Линчеватель исполнил его просьбу, вытянув руку, благодаря чему священник соскользнул на пол и встал на колени перед тем, кто был готов в любой момент лишить его жизни.
– В моих покоях внизу.... – пытался отдышаться слуга света. – Есть письма…
– Что ещё за письма?!
– Переписка с НИМИ… Только отпусти меня, умоляю! Я каюсь, каюсь во грехе! Мне очень жаль!
– Передай эти слова душам, которые погубил.
Клавдий попытался возразить, но созидатель поднял его за седые волосы и вонзил в грудь епископа руку, после чего вытянул некоторое количество крови, создав тем самым кинжал, которым распорол предателю брюхо и лишил его мужского достоинства.
– Арррх!!! – попытался удержать ускользающие внутренности Клавдий, чувствуя, как неистовое пламя сжигает его промежность.
Созидатель тем временем вытянул из груди священника кровавую нить и в три движения набросил её несчастному на шею, сделав удавку.
– Отправляйся в объятия Алластора, ничтожный червяк. – сказал Скиталец напоследок и, оттянув нить, обмотал её вокруг подоконника, после чего ударил смертника ногой в живот, в результате чего тот выбил своим телом окно, огласив окружающую пустоту звоном расколовшегося стекла и своим криком. А преодолев один пролёт, слугу церкви Древа тряхнуло так сильно, что раздался оглушительный хруст шейных позвонков, после которого руки, до последнего удерживающие содержимое живота, беспомощно повисли, позволив кишкам покинуть чрево и растянуться до самой земли, забрызгав брусчатку кровью и остатками непереваренной пищи.
– Теперь, – смотрел на труп сверху вниз Багровый. – Вся площадь сможет взглянуть на твои гнилые потроха, предательское отродье.
В коридоре начали раздаваться приближающиеся голоса, сопровождаемые лязгом доспехов.
– Ваше Преосвященство! Вы в порядке? – спросил забежавший стражник в опочивальню. – Ваше…
Он увидел стоящего спиной к себе человека у разбитого окна.
– Стоять! – приказал ему страж. – Что ты сделал с Его Преосвященством?!
– Воздал по заслугам. – процедил убийца и сорвался с места в направлении воина.

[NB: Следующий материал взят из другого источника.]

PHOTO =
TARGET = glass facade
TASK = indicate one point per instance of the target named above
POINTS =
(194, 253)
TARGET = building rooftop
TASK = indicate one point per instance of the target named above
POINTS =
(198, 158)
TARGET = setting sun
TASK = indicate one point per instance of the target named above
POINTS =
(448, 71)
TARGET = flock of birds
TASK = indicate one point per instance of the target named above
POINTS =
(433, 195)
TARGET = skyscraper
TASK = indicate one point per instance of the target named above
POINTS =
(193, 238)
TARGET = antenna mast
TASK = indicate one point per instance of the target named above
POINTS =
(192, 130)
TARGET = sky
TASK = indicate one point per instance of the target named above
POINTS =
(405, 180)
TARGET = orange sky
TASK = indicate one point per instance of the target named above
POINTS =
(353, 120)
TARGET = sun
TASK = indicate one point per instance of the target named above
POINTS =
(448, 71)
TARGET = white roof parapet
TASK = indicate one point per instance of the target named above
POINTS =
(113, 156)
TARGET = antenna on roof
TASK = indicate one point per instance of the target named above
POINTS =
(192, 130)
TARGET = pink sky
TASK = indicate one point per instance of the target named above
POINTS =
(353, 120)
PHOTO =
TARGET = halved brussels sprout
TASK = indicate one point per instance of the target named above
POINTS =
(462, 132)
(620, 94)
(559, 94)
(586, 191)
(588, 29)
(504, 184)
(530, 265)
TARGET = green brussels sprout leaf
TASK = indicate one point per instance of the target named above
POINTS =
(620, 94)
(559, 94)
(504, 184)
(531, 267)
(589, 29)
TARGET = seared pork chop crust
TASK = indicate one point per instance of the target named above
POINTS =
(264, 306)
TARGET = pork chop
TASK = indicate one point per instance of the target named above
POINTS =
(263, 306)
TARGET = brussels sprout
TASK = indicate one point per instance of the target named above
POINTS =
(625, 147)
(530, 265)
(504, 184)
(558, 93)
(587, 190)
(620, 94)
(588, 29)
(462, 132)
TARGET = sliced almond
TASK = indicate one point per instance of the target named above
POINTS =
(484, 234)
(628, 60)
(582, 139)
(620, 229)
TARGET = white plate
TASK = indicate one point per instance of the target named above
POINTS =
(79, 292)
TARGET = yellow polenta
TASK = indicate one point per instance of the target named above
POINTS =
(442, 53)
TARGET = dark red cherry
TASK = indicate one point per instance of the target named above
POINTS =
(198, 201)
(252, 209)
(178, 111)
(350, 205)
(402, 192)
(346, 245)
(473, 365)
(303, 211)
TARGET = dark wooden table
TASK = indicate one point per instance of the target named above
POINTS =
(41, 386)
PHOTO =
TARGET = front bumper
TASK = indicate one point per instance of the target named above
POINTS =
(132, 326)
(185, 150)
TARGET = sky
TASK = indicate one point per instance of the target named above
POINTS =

С чудовищной силой каратель сбил стражника с ног и ударил о стену в коридоре. Ошеломленный ударом с трудом взглянул на врага, но мир вокруг яростно закрутился, затянув его во мрак, после чего хранитель правопорядка скатился по стене.
– Оставайся на месте, скотина! – крикнул на созидателя крови ещë один стражник, подоспевший вовремя, чтобы преградить путь и выставить перед собой копьё для защиты. – Иначе я убью тебя!
И когда Скиталец повернулся к нему, страж сделал выпад вперëд, порезав руку убийцы до предплечья, но созидатель воспользовался этим, чтобы обхватить копье, направив по древку линии крови, которые опутали руку нападающего, после чего мститель рванул оружие на себя, вырвав его вместе с кистью.
– Аааа!!! – завопил страж, глядя на кровоточащий обрубок. – Аааа!!!
Багровый Скиталец выпустил копье из рук, из-за чего оно с грохотом упало на пол, что окончательно спугнуло стража, какой незамедлительно бросился бежать.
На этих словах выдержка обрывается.